Let's take a fictitious example of what might happen when someone in
Nome, Alaska, say at Nome Community College (this would be a
polytechnic in the UK), wants to read Cranfield's
Prospectus. The user would somehow select the URL with his/her
browser, which would then try the following.
- Browser Cache
- The particular instance of the browser will look in its
own memory (or what it may have saved on the its local disk).
If it finds the page corresponding to the sought for URL there
it will not go any further, and our site will never know
that the request was made.
- Local site cache
- If the page was not in the browser cache, the browser may look
to its site cache. That is, if someone at the user's same site
recently retrieved the page, it may be available to the user there.
If it finds the page corresponding to the sought for URL there
it will not go any further, and our site will never know
that the request was made.
- Local regional cache
- The site cache may be configured to look in a local regional
cache, say at the University of Alaska, Nome campus which
might provide a caching service for smaller sites around
Nome.
If it finds the page corresponding to the sought for URL there
it will not go any further, and our site will never know
that the request was made.
- Large regional cache
- The local regional cache may be configured to look
in a large regional cache, say in Fairbanks Alaska, which
might provide caching for sites in Alaska that use it.
If it finds the page corresponding to the sought for URL there
it will not go any further, and our site will never know
that the request was made.
- The Cranfield accelerator
- An accelerator is an out-going cache for a site.
When a document is requested from the site, the accelerator
sees whether it has it stored (it stores them in ways much
faster to find and retrieve then the server does with files
in the directory structure) and serves that up.

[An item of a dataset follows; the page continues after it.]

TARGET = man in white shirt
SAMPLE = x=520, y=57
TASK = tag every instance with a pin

While it would be possible to have the accelerator keep a
record of which files it served up and to whom,
this would defeat the
purpose, because it would require a disk operation to make
that record.
In addition to over-estimating the degree of caching that
would be in place, this last step about accelerators is
also no longer relevant. The accelerator was needed when
Cranfield was running the original CERN server over an AFS
filesystem. Given the nature of modern web server set-ups,
accelerators are no longer needed.
Now that you have an idea of what caching is, you are in a better
position to understand why it is impossible to make any inference
about numbers of people reading your pages from web statistics. But
there is more to come described in the section on
multiple hits per users. What is necessary to understand about
caching is that some users may go through a long and efficient cache
chain (as described in the example) and other users may not. Much of
this depends on how their site is set up or how they set things up
themselves.
Imagine (in the extreme case) a user who is doing no caching
whatsoever. Now if that user comes across the Cranfield Home Page 20 times
while browsing around the Cranfield pages that will count as 20 hits.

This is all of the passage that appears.